Cisco narrowly topped forecasts on Wednesday by posting an 18.4% jump in fiscal fourth-quarter profits, but the tech company's revenue growth failed to impress investors and it disclosed plans to slash 4,000 jobs.
Shares of the San Jose-based networking giant tumbled 10.5% in after-hours action on the latest developments. Cisco also issues cautious guidance for the ongoing first quarter.
During a conference call with analysts, Cisco said it plans to cut about 4,000 positions, representing approximately 5% of the company's total workforce.
The company said it earned $2.3 billion, or 42 cents a share, last quarter, compared with a profit of $1.9 billion, or 36 cents, a year earlier
Excluding one-time items, it earned 52 cents a share, a penny ahead of the Street’s view.

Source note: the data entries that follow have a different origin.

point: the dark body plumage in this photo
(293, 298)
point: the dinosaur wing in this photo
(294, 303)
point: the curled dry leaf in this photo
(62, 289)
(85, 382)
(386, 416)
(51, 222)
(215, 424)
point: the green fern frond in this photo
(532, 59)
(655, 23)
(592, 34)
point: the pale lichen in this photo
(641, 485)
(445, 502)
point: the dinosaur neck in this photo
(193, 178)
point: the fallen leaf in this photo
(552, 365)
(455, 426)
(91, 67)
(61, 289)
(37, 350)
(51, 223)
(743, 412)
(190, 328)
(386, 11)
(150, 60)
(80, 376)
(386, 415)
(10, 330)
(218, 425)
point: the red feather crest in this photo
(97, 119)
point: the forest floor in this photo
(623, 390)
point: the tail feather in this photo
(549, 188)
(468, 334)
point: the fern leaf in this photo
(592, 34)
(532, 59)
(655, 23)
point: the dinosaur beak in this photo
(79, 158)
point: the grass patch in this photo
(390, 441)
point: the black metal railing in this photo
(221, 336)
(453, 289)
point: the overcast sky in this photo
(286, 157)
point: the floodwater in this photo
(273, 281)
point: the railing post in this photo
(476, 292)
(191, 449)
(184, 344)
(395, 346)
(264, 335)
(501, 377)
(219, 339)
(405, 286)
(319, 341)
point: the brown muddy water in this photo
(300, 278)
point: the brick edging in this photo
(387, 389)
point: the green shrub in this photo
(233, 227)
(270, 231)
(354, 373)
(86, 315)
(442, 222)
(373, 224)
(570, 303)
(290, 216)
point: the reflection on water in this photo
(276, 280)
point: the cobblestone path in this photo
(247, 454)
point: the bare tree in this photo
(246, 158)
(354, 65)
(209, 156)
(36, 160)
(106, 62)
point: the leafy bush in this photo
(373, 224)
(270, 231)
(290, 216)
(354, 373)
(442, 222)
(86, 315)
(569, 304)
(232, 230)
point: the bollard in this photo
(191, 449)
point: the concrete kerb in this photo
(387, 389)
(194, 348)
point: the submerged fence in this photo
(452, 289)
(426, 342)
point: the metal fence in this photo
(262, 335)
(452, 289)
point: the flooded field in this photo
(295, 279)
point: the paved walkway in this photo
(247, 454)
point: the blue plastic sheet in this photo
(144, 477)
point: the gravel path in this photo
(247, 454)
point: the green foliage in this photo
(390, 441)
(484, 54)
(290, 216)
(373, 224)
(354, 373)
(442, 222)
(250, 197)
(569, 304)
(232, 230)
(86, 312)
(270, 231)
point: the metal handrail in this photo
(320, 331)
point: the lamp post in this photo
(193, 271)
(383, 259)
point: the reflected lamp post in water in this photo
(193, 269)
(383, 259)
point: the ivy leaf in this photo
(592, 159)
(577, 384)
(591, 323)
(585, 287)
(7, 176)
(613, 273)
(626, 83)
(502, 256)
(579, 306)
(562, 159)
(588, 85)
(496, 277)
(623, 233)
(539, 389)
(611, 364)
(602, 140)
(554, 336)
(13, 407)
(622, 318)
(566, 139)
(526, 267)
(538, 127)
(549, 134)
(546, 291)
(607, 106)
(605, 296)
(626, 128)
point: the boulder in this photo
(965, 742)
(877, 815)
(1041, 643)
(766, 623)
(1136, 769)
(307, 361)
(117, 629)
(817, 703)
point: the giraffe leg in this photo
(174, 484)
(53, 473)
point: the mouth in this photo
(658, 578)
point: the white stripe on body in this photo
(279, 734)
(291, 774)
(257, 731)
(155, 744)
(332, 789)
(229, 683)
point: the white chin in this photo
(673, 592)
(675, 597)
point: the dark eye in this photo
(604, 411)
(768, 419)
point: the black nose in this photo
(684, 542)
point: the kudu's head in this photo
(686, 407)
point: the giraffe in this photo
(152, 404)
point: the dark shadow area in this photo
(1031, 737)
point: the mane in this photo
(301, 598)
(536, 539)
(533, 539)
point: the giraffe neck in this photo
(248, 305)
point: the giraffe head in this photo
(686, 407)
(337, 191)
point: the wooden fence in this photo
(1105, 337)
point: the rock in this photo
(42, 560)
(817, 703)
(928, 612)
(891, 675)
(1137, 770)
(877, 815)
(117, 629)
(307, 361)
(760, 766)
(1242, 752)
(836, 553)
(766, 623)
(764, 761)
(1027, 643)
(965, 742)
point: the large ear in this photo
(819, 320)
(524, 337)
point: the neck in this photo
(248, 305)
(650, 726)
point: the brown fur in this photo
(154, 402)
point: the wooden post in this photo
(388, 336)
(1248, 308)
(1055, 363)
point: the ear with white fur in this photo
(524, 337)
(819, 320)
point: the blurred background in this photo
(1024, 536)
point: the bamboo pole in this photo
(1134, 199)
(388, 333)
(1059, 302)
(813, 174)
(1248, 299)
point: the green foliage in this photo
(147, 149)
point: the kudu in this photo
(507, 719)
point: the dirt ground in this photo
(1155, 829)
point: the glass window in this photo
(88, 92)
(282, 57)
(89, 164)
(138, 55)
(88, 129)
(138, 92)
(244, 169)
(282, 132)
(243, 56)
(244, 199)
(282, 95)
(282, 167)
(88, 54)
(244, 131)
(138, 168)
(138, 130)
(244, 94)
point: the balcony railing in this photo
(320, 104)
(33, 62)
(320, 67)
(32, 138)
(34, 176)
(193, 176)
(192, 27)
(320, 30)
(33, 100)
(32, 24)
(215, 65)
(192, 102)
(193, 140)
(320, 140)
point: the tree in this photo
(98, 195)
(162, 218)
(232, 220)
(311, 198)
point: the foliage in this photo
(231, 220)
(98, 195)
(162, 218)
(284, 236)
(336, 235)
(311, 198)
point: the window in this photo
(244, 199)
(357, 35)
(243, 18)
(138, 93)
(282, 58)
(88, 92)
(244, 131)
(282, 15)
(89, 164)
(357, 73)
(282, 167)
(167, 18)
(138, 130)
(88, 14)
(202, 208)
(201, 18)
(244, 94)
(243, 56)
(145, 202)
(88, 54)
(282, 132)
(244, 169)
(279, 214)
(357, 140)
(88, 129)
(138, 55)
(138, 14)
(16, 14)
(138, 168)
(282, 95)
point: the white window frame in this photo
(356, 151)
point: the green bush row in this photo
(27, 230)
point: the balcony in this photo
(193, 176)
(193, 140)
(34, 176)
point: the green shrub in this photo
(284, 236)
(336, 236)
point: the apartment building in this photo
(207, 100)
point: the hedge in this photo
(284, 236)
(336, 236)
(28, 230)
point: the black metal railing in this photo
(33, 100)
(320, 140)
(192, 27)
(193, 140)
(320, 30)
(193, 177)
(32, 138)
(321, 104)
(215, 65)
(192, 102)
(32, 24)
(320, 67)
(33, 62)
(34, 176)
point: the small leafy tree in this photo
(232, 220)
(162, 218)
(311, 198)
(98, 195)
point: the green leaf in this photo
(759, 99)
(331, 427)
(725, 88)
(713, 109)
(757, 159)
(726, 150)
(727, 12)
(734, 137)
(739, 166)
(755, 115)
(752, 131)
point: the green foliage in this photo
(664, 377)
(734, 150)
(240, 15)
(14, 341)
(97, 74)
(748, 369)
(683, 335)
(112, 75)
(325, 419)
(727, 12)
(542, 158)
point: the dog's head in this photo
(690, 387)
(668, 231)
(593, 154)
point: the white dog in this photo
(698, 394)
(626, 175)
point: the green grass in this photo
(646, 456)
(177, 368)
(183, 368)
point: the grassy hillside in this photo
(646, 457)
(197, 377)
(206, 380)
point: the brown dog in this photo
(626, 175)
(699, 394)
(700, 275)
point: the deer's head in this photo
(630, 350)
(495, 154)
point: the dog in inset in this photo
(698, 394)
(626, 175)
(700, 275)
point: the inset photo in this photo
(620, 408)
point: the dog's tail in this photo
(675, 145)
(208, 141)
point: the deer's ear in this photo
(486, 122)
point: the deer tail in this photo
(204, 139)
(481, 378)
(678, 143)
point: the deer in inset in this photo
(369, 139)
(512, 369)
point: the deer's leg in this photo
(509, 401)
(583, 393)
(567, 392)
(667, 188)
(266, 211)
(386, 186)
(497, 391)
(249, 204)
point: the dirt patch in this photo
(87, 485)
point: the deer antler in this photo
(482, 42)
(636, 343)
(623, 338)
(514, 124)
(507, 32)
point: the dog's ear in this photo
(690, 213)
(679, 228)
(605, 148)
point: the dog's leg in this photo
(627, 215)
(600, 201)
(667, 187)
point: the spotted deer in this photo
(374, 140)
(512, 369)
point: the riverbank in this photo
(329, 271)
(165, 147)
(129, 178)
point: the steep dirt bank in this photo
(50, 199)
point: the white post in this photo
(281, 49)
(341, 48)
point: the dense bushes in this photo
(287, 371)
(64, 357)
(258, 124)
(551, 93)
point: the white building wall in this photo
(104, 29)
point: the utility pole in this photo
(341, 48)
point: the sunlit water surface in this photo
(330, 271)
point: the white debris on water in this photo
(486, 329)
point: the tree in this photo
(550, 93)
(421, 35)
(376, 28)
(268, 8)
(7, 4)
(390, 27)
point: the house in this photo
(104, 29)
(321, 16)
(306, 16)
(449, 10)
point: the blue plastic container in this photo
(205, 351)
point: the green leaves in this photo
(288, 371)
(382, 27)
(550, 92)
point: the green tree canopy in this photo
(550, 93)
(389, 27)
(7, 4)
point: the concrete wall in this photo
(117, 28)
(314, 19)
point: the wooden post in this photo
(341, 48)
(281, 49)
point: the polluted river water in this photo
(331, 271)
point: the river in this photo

Revenue rose 6% to $12.4 billion, essentially matching consensus calls from analysts for $12.41 billion.
"My confidence in our ability to be the No. 1 IT company is increasing,” Cisco CEO John Chambers said in a statement. "Now, more than ever, our customers and our partners want Cisco's help navigating the inconsistent global landscape successfully.”
Looking ahead, Cisco said it expects to post non-GAAP EPS of 50 cents to 51 cents in the fiscal first quarter, compared with the Street’s view of 51 cents.
Revenue is expected to grow 3% to 5%, implying a range of $12.23 billion to $12.47 billion. By comparison, Wall Street had been looking for sales of $12.45 billion.
During the fourth quarter, Cisco’s product revenue increased 6.4% to $9.74 billion, compared with the Street’s view of $9.7 billion. Services sales 5.5% to $2.68 billion, trailing consensus calls for $2.73 billion.
Shares of Cisco dropped 10.28% to $23.66 in extended trading on Thursday. The bar had been set high as the shares had soared 34.2% on the year as of the closing bell, compared with 18% for the S&P 500.